In a press meeting held yesterday, Japanese toy makers Takara and Tomy announced the first specific plans regarding business strategies after their merger on March 1, 2006. The two companies plan on reducing costs by 19 billion yen ($173 million) in the first three years after joining together as Takara Tomy. As a part of the cost cut, Takara and Tomy will lay off 15 percent of their combined workforce by next March, which accounts for 640 employees. Most of the layoffs will be on Takara's side, where there seems to be more redundancy in employee duties.
To further cut costs, Takara and Tomy will scale back on their range of products by 30 percent, down from 7,800 items to 5,400. The two companies will also reduce promotional expenses and operations that overlap. In addition, Takara will retreat from its little-known home electronics business and electric car business, both of which have been losing money.
Takara and Tomy are currently Japan's second- and third-largest toymakers, respectively. The two companies, of course, also publish games and interactive adaptations of their owned intellectual properties.
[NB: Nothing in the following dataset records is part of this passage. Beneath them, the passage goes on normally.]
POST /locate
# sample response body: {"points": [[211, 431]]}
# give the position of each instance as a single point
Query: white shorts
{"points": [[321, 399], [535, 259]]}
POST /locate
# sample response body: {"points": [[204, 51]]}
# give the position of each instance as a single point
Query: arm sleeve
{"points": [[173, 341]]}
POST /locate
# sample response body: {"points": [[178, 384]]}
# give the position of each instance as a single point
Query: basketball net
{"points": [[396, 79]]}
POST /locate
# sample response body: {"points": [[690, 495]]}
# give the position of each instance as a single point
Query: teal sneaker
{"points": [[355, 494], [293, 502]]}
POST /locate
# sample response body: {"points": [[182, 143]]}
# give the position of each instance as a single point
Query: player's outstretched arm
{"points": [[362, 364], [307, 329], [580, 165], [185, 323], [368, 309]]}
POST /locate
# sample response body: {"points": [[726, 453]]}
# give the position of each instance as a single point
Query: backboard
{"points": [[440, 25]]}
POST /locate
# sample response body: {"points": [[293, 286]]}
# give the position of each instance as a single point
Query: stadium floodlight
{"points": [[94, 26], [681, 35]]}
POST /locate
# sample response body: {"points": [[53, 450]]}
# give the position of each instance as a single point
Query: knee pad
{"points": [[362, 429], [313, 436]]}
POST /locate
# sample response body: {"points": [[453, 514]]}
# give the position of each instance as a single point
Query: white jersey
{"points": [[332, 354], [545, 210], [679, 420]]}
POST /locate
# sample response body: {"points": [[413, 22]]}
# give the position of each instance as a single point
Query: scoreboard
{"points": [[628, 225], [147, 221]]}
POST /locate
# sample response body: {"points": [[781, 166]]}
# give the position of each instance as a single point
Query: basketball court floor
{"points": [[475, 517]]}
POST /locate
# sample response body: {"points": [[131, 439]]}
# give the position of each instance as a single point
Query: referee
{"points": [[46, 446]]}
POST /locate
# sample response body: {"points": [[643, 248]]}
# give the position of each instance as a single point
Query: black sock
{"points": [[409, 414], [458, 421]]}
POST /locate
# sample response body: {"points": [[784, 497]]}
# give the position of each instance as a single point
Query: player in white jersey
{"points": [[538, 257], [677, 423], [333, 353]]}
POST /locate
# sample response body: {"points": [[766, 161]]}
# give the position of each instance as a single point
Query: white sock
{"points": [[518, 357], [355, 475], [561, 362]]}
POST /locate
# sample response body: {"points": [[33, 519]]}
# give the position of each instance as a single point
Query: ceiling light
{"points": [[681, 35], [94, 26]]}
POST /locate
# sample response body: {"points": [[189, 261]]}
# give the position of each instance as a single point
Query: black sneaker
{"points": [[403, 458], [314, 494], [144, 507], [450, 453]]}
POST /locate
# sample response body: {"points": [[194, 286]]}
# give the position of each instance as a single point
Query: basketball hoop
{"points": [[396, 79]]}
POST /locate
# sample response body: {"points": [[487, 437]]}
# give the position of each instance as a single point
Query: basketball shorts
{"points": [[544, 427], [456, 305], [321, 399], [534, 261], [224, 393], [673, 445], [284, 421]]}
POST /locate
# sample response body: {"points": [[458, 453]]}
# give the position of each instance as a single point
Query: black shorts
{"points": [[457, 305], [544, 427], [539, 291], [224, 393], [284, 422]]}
After the merger, Takara Tomy will focus its operations on its core toy business and the expanding digital entertainment sector.
During the press meeting, the two companies announced they have co-established a new subsidiary with mobile-content provider Index Corporation, which acquired 22 percent of Takara's stake from Konami in April. Named T2i Entertainment, the subsidiary will function as the central office for Takara and Tomy's content production and digital entertainment business.